I don't think so. The distinction is about whether or not there is a point of transition. The sorites paradox is more about identifying where the transition is. You can apply sorites paradox to a colour gradient going from red to , green arguing you can't pinpoint the threshold but you wouldn't deny that the transition point is somewhere within the range.
I never found the sorites paradox to be a terribly challenging argument in itself. Formal proofs rely on the assumption that a tiny change to a state is the same is no change and thus an an accumulation of tiny changes is also no change. I just don't accept the base premise. The common sense arguments with grains of sand in a pile, trees in a forest etc. just seem to rely on the vagueness of definition allowing individual judgement to place the threshold at different places.
The sorites paradox depends on a slight of hand -- applying the pedantry of logic to ordinary language. Or to put it another way, like a pun or double entendre it is naught but clever word play.
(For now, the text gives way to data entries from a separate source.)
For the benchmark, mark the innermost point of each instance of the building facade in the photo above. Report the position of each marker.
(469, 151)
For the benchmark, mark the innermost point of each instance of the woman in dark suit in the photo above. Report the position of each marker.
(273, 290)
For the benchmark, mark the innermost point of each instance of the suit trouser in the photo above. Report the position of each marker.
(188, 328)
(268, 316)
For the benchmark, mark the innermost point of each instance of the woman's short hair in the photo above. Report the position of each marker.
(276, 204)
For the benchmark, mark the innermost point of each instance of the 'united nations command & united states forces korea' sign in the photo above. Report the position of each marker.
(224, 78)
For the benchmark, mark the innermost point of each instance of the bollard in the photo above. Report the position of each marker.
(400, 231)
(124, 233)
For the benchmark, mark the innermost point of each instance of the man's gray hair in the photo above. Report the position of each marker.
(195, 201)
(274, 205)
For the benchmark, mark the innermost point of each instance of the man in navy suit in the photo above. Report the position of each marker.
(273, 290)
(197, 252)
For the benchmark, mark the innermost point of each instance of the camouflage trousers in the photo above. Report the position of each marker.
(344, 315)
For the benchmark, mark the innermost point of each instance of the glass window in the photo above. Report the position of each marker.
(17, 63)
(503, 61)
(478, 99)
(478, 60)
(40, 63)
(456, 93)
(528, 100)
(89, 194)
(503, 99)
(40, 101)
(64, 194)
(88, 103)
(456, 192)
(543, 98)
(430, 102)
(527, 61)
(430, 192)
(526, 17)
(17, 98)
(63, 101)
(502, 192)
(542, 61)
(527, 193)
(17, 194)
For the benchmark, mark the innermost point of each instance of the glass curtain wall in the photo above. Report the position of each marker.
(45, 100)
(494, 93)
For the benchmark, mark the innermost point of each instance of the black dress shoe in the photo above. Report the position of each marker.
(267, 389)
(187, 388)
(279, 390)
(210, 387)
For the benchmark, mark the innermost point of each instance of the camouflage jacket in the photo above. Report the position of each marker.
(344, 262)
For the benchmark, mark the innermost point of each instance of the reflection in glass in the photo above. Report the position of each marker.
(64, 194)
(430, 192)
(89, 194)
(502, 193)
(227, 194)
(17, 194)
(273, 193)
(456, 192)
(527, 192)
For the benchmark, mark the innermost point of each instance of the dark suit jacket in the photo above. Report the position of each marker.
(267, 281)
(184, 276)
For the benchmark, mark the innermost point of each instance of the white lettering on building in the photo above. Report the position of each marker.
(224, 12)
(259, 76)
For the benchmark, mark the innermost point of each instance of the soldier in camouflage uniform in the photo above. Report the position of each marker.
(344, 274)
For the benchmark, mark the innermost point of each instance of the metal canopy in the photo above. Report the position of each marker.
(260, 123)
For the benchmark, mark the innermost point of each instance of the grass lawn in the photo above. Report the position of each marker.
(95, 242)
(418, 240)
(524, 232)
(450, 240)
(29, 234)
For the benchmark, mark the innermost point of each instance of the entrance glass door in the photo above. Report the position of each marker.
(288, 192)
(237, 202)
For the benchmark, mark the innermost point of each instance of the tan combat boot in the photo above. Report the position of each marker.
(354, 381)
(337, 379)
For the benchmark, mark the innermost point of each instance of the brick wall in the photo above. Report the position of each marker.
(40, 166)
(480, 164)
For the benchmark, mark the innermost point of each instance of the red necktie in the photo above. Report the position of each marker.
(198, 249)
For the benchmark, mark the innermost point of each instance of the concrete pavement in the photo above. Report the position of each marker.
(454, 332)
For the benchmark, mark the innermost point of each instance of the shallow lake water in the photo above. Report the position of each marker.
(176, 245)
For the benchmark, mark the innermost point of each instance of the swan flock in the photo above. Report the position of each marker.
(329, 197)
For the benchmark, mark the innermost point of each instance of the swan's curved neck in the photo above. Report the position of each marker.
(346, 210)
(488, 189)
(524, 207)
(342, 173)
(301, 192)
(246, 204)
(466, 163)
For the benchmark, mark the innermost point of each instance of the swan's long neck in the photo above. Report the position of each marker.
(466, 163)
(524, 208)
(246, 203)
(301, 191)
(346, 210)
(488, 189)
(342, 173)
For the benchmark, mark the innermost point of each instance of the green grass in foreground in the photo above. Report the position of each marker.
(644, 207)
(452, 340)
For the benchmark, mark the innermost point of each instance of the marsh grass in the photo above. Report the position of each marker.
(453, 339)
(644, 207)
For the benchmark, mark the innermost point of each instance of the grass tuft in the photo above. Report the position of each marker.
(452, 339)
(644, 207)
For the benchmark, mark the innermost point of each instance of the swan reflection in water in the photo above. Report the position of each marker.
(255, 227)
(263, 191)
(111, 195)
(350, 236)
The language game falls apart in technical contexts, for example there's no sorites paradox for heaps in computer science.
I never found the sorites paradox to be a terribly challenging argument in itself. Formal proofs rely on the assumption that a tiny change to a state is the same is no change and thus an an accumulation of tiny changes is also no change. I just don't accept the base premise. The common sense arguments with grains of sand in a pile, trees in a forest etc. just seem to rely on the vagueness of definition allowing individual judgement to place the threshold at different places.